In this course, You can use CloudLab resources for your project. CloudLab is a research facility which provides bare-metal access and control over a substantial set of computing, storage, and networking resources. If you haven't worked in CloudLab before, you need to register a CloudLab account.
This document walks you through the CloudLab registration process and shows you how to start an experiment in CloudLab.
Most importantly, it introduces our policies on using CloudLab that will be enforced throughout the semester.
To register an account, please use your UIUC email account and NetID.
Upload your SSH public Key file as you will be using SSH to access the nodes CloudLab assigns to you.
Click on Join Existing Project
and enter UIUC-AISys
as the project name.
Then click on Submit Request
.
The project leader (Prof. Lai) will approve your request.
See the screenshot below.
If you already have a CloudLab account, simply request to join the UIUC-AISys
project.
To start a new experiment, go to your CloudLab dashboard and click on the Experiments
tab in the upper left corner, then select Start Experiment
.
This will lead to the profile selection panel.
Click on Change Profile
, and select a profile from the list.
Select the profile and click on Next
to move to the next panel.
Here you should name your experiment with <NetID>-A1
. The purpose of doing this is to prevent everyone from picking random names and ending up confusing each other since everyone in the UIUC-AISys
project can see a full list of experiments created.
You also need to specify from which cluster you want to start your experiment.
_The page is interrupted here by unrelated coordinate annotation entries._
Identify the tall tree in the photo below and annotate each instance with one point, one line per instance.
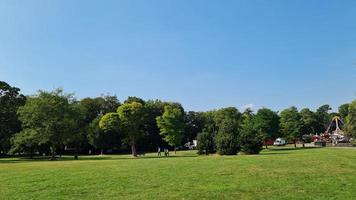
(251, 137)
(267, 122)
(194, 123)
(309, 121)
(324, 118)
(228, 121)
(131, 116)
(25, 141)
(344, 110)
(109, 133)
(10, 101)
(171, 125)
(351, 120)
(290, 124)
(51, 115)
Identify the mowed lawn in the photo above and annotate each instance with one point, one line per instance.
(316, 173)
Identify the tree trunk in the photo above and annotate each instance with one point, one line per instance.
(76, 154)
(53, 152)
(133, 150)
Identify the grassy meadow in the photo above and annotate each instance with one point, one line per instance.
(285, 173)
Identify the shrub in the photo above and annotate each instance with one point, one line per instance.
(205, 142)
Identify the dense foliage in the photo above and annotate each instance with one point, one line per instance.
(55, 123)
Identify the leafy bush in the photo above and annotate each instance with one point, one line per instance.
(251, 138)
(205, 142)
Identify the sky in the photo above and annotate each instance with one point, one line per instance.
(205, 54)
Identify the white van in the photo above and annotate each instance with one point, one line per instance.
(279, 142)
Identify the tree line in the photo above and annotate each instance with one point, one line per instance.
(54, 123)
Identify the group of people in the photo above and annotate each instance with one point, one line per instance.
(166, 152)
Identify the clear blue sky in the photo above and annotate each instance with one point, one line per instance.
(203, 54)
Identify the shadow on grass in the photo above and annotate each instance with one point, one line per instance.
(86, 158)
(291, 148)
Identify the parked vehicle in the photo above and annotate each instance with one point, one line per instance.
(279, 142)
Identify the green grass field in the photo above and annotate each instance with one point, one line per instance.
(317, 173)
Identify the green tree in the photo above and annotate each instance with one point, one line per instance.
(51, 115)
(290, 124)
(171, 125)
(251, 137)
(309, 121)
(350, 122)
(131, 116)
(267, 122)
(194, 123)
(205, 142)
(10, 101)
(108, 134)
(228, 122)
(324, 118)
(25, 141)
(344, 110)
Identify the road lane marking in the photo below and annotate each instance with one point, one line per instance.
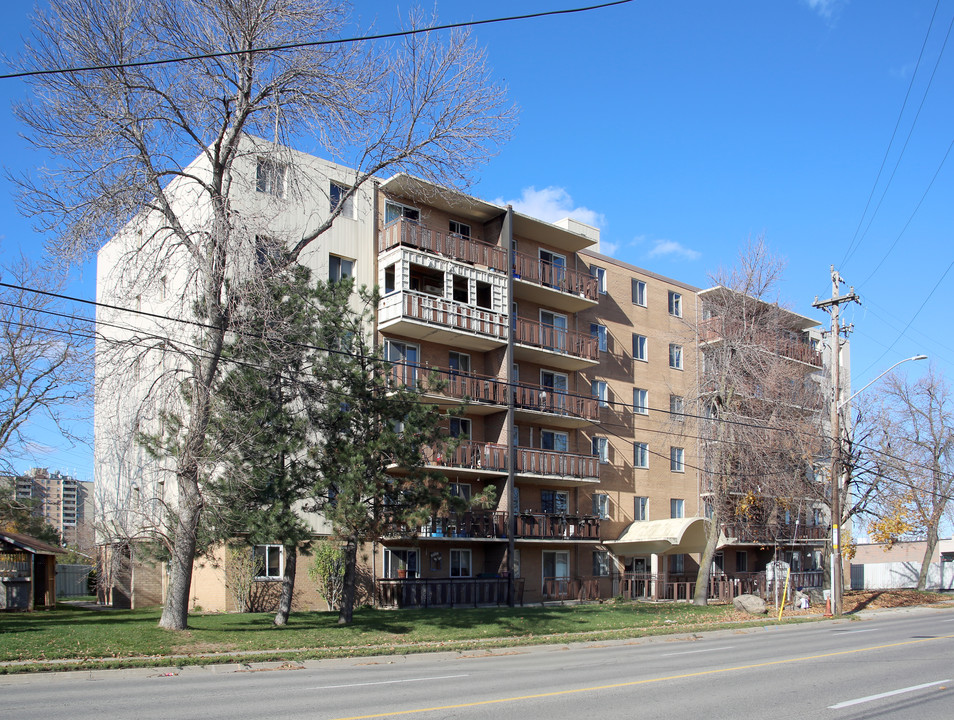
(849, 703)
(648, 681)
(386, 682)
(690, 652)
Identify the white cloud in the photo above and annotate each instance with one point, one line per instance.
(664, 248)
(552, 204)
(825, 8)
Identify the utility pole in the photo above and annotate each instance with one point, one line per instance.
(832, 306)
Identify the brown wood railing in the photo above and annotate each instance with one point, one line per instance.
(413, 234)
(484, 388)
(447, 592)
(558, 277)
(547, 337)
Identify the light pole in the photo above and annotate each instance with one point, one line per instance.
(836, 480)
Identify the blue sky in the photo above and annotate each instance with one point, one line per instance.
(683, 128)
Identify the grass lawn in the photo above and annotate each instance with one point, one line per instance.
(70, 633)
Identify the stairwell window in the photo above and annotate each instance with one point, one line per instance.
(268, 561)
(675, 304)
(271, 177)
(337, 195)
(339, 268)
(641, 455)
(677, 459)
(639, 348)
(675, 356)
(600, 275)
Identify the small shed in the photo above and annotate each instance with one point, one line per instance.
(27, 572)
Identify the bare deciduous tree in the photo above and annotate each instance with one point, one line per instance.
(757, 401)
(913, 452)
(45, 360)
(123, 138)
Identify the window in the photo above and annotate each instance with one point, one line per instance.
(554, 502)
(599, 332)
(675, 304)
(640, 401)
(641, 510)
(461, 229)
(460, 428)
(639, 348)
(460, 563)
(677, 459)
(676, 409)
(336, 196)
(395, 211)
(268, 561)
(639, 293)
(600, 563)
(400, 563)
(550, 440)
(601, 392)
(339, 268)
(601, 449)
(404, 358)
(271, 177)
(641, 455)
(600, 275)
(675, 356)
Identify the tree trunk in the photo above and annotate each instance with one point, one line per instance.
(930, 544)
(701, 595)
(175, 612)
(288, 585)
(346, 612)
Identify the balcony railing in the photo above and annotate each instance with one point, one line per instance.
(443, 313)
(493, 457)
(774, 532)
(558, 277)
(412, 234)
(493, 390)
(548, 337)
(782, 343)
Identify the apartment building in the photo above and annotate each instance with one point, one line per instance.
(571, 369)
(64, 502)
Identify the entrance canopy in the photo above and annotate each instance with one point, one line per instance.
(659, 537)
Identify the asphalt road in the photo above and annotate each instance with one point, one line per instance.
(892, 665)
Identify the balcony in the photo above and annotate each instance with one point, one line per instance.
(553, 346)
(484, 394)
(550, 467)
(430, 317)
(785, 344)
(767, 534)
(409, 233)
(553, 285)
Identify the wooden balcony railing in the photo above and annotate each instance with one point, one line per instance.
(447, 592)
(561, 464)
(558, 277)
(444, 313)
(773, 532)
(783, 344)
(493, 390)
(548, 337)
(413, 234)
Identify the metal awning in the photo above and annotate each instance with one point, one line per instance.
(658, 537)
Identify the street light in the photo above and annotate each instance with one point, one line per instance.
(836, 483)
(856, 394)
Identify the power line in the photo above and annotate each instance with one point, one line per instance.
(313, 43)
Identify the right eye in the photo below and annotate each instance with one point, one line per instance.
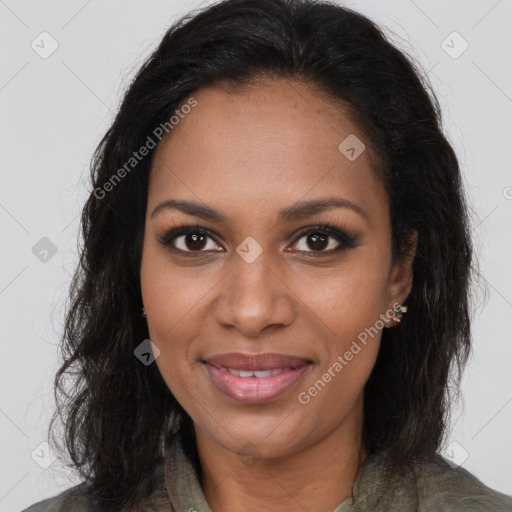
(189, 239)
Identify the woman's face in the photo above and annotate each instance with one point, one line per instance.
(257, 285)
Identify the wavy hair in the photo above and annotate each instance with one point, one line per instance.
(118, 414)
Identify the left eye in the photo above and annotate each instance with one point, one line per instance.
(317, 241)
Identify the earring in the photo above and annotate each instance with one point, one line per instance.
(400, 310)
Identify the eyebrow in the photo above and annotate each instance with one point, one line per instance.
(298, 211)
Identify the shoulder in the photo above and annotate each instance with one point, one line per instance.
(443, 487)
(75, 499)
(79, 499)
(429, 486)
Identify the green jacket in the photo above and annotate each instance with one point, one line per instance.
(432, 487)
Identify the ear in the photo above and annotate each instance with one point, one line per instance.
(400, 276)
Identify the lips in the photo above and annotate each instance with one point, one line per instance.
(256, 362)
(255, 378)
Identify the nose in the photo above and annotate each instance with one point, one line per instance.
(254, 296)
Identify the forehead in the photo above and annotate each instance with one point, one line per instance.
(268, 144)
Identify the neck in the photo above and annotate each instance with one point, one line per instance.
(318, 477)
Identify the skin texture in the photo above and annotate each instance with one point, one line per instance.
(249, 154)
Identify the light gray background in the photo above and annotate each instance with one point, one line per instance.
(53, 113)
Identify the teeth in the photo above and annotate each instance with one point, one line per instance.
(260, 374)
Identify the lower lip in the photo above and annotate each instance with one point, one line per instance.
(251, 390)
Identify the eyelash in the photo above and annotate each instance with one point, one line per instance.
(345, 238)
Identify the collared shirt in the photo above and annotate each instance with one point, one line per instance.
(435, 486)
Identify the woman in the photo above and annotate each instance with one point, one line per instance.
(274, 283)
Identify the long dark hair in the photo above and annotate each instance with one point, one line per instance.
(118, 414)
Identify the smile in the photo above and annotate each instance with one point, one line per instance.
(255, 378)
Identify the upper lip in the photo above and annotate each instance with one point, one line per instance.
(256, 362)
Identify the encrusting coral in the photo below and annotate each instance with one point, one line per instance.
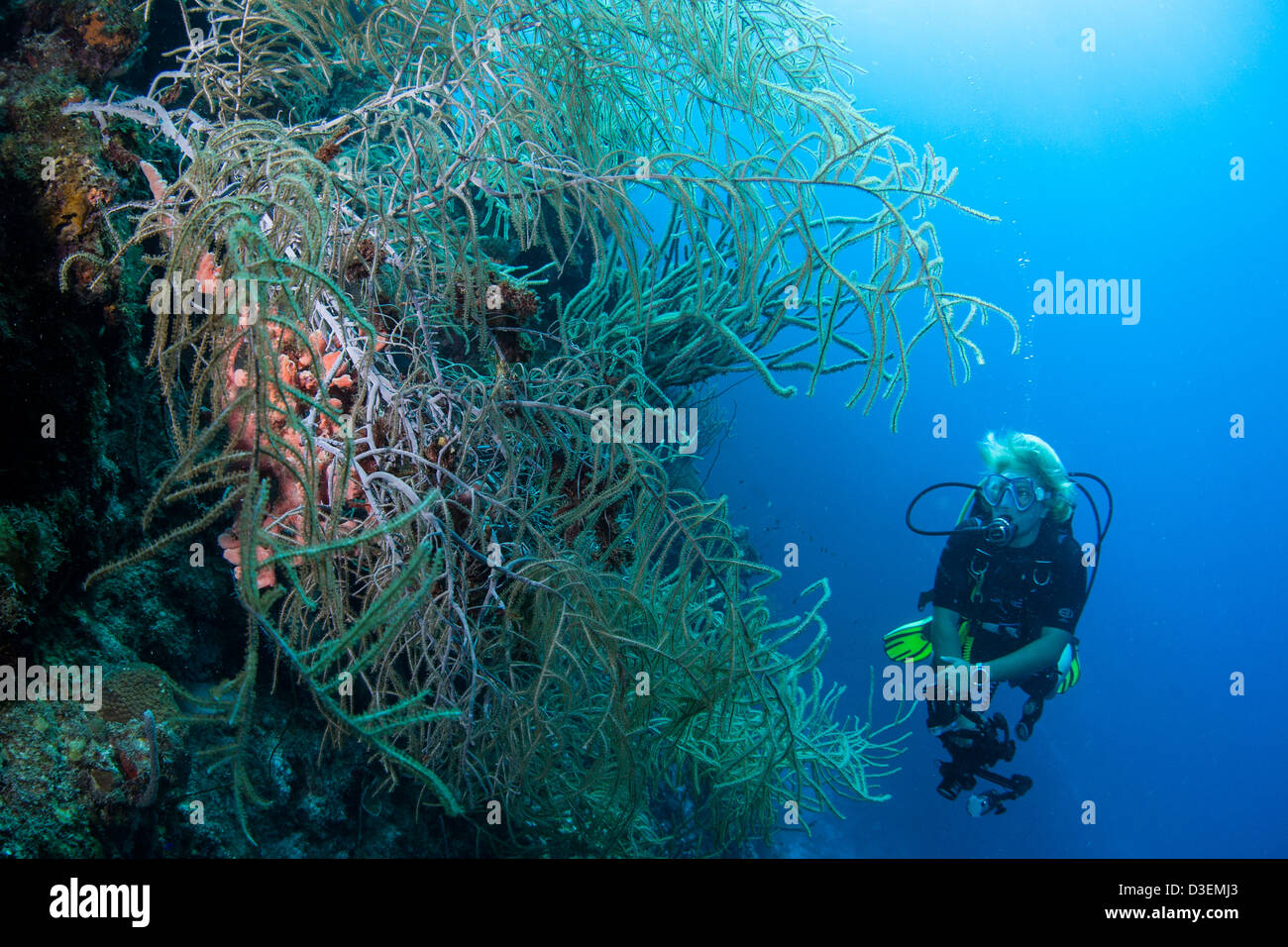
(452, 269)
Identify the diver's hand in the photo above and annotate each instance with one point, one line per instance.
(962, 663)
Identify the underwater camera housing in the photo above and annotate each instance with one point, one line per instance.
(990, 744)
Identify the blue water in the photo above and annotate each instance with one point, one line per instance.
(1113, 163)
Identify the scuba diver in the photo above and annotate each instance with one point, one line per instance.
(1010, 586)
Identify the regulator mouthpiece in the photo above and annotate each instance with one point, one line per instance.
(1001, 531)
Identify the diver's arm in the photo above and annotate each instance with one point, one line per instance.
(944, 639)
(1033, 657)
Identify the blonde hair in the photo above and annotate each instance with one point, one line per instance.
(1017, 450)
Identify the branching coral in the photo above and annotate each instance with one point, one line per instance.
(439, 208)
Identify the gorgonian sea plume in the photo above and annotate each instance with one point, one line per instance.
(467, 226)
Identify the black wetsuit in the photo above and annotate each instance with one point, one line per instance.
(1022, 590)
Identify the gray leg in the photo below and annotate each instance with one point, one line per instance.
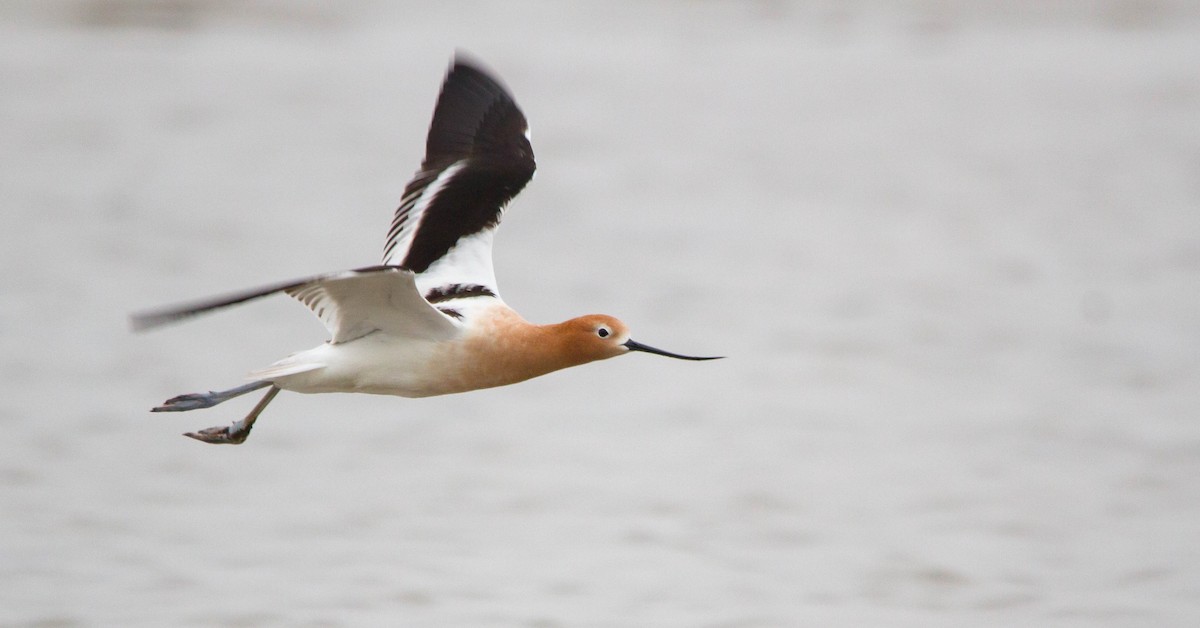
(237, 432)
(207, 400)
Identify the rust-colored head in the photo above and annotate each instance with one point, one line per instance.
(599, 336)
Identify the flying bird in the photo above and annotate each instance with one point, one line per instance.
(430, 320)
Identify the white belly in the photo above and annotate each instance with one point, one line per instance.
(376, 364)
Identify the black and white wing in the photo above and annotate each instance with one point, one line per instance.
(477, 157)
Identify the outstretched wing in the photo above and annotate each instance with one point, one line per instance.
(351, 304)
(477, 157)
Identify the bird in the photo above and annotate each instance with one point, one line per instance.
(429, 320)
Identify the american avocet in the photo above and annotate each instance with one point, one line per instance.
(430, 320)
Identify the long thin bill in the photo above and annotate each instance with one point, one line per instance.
(637, 346)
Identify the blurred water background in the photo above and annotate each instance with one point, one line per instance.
(951, 249)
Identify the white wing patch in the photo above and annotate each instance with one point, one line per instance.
(358, 303)
(412, 210)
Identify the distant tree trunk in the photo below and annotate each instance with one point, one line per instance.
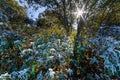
(76, 44)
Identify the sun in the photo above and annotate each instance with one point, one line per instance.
(79, 13)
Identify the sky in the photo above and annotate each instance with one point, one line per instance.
(31, 12)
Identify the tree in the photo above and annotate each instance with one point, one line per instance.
(61, 9)
(12, 11)
(93, 18)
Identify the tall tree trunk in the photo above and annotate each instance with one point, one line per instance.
(76, 44)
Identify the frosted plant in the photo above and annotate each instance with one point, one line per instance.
(22, 75)
(70, 71)
(50, 74)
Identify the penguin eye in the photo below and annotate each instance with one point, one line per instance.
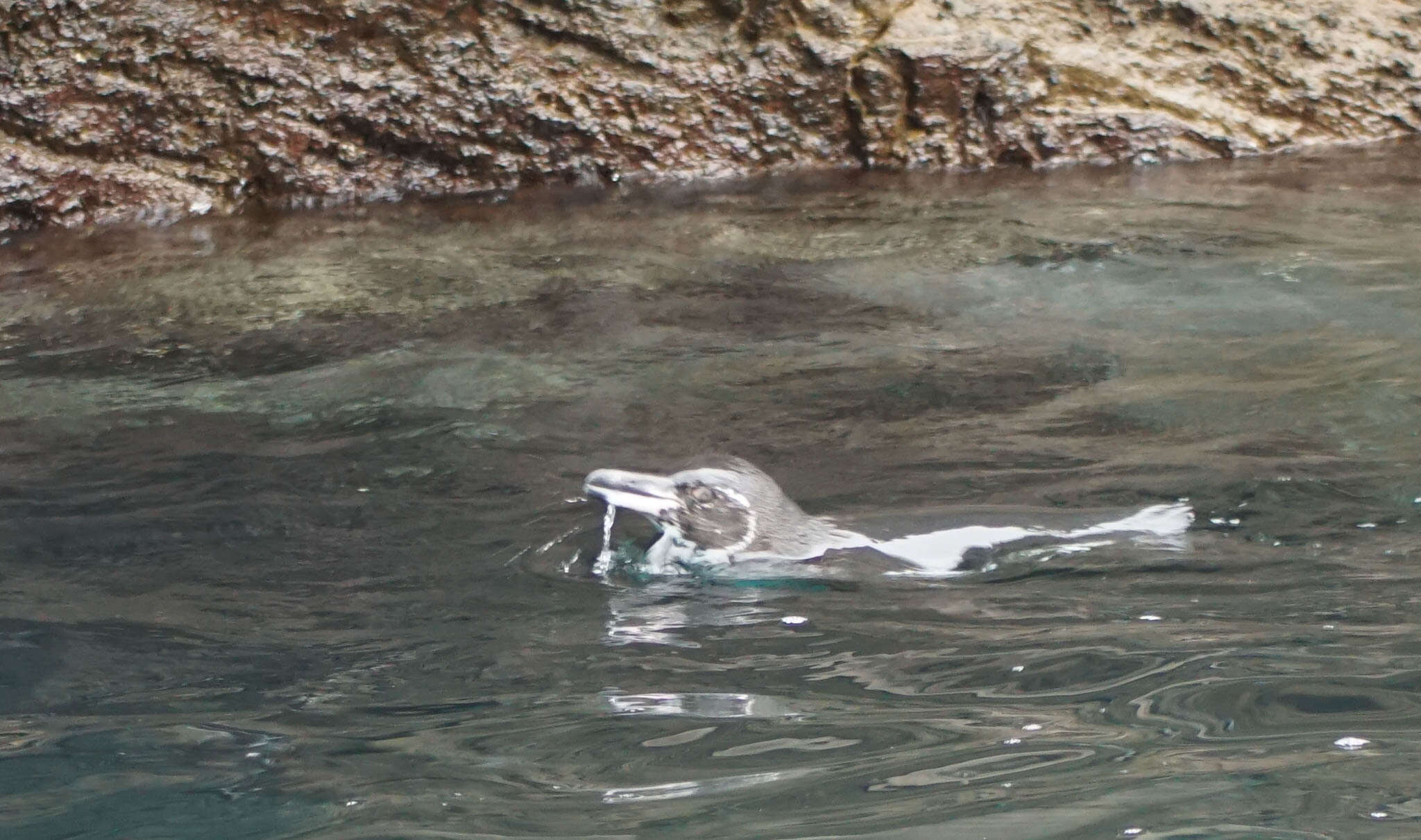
(702, 494)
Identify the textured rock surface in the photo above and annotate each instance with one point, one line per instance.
(158, 108)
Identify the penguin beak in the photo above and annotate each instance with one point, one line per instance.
(647, 494)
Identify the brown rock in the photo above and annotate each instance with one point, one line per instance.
(158, 108)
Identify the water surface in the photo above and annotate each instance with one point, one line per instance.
(290, 542)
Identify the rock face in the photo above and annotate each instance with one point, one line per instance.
(157, 108)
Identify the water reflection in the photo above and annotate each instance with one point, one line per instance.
(323, 578)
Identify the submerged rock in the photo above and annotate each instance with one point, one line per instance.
(157, 108)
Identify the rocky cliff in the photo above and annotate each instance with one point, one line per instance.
(158, 108)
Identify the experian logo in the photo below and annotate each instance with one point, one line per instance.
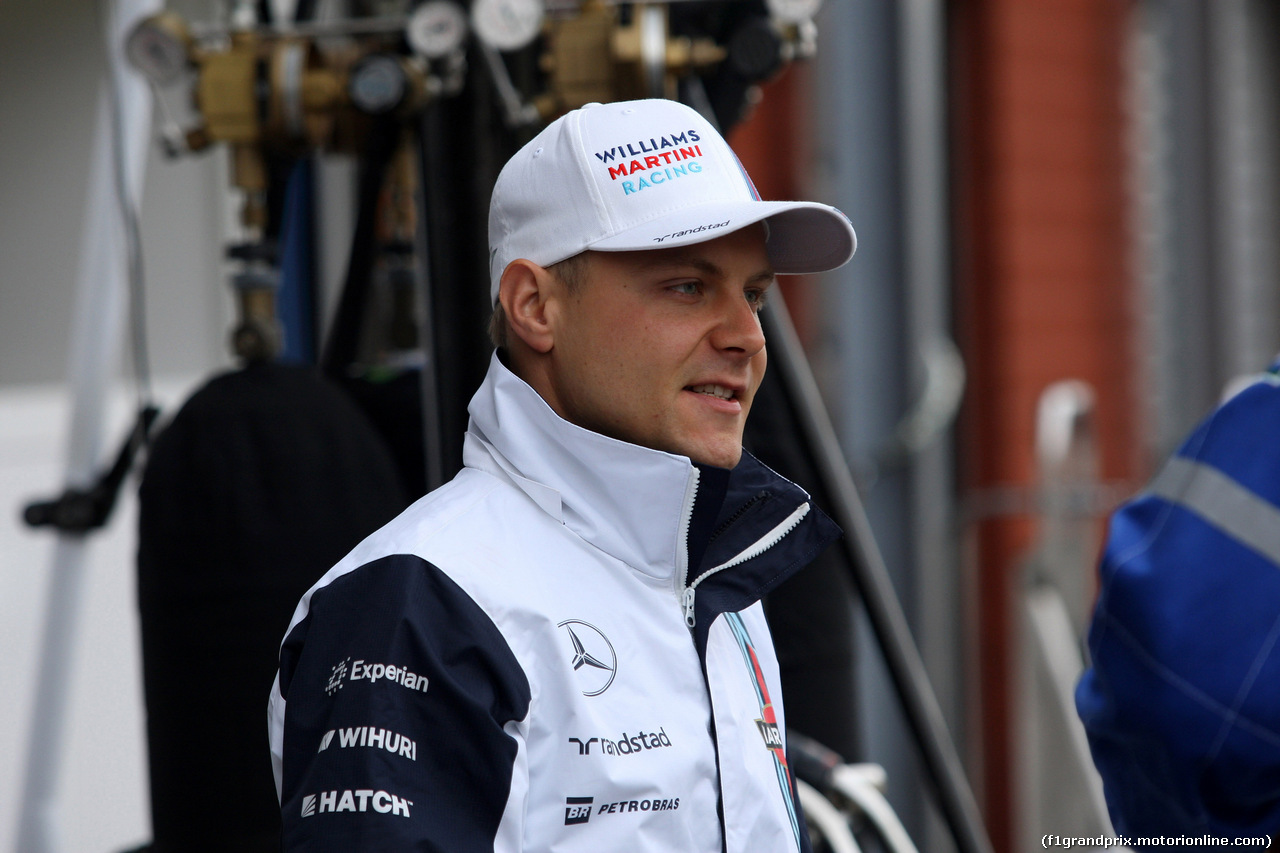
(361, 671)
(355, 801)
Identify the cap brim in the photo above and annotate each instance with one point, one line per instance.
(804, 236)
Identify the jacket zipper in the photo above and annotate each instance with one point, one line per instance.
(757, 548)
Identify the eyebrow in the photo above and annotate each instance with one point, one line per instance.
(705, 267)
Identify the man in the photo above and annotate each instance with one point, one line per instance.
(1182, 701)
(563, 648)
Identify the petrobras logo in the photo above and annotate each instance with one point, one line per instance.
(579, 810)
(625, 744)
(650, 163)
(355, 801)
(373, 738)
(347, 670)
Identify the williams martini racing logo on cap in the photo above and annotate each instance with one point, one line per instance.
(590, 655)
(644, 164)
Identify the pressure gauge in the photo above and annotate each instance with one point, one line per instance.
(437, 28)
(794, 10)
(507, 24)
(378, 85)
(158, 48)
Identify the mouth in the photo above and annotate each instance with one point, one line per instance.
(721, 392)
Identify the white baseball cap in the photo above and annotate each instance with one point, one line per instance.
(644, 174)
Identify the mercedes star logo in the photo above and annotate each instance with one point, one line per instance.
(593, 657)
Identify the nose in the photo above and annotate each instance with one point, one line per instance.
(739, 329)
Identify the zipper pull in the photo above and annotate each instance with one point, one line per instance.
(689, 606)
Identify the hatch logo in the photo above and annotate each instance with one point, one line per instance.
(590, 655)
(355, 801)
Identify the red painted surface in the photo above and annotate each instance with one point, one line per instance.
(1042, 283)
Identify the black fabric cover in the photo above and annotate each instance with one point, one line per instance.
(264, 479)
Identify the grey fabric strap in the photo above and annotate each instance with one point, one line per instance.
(1223, 502)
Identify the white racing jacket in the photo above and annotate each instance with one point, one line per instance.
(561, 649)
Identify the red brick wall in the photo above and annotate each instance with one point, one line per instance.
(1042, 282)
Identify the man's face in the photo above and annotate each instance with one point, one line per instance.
(663, 347)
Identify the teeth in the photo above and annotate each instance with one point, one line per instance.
(714, 391)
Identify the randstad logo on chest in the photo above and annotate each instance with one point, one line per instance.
(653, 162)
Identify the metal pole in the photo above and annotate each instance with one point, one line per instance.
(876, 591)
(95, 347)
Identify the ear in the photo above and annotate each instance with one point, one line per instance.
(525, 291)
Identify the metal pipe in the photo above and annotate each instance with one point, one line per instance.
(876, 591)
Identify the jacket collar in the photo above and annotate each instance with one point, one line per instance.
(626, 500)
(654, 511)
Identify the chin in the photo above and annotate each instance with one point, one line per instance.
(727, 457)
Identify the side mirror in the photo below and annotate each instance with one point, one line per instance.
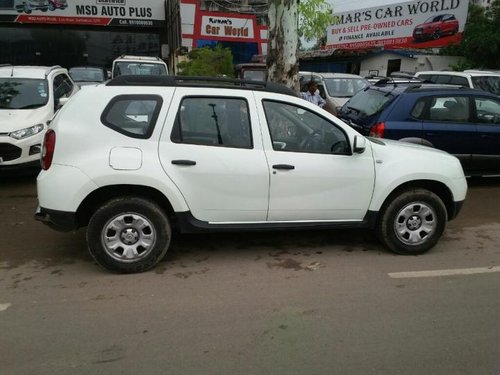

Each cluster has a variety of hardware. For more information on the hardware CloudLab provides, please refer to this page.
To ensure the availability of your cluster, we recommend that you apply for a reservation first. Nodes can be reserved at My Experiments > Reserve Nodes
. To increase the likelihood of your reservation being approved, we recommend selecting hardware types with many nodes, e.g., 3 m510 nodes at CloundLab Utah. Note that some hardware types have ARM or POWER architecture processors, which might not have supported PyTorch builds.
- The nodes you receive from CloudLab are real hardware machines sitting in different clusters. Therefore, we ask you not to hold the nodes for too long. CloudLab gives users 16 hours to start with, and users can extend it for a longer time. Manage your time efficiently and only hold onto those nodes when you are working on the assignment. You should use a private git repository to manage your code, and you must terminate the nodes when you are not using them. If you do have a need to extend the nodes, do not extend them by more than 1 day. We will terminate any cluster running for more than 48 hours.
- As a member of the
UIUC-AISys
project, you have permissions to access another member's private user space. Stick to your own space and do not access others' to peek at/copy/use their code, or intentionally/unintentionally overwriting files in others' workspaces. For more information related to this, please refer to the UIUC Sieber School Honor Code.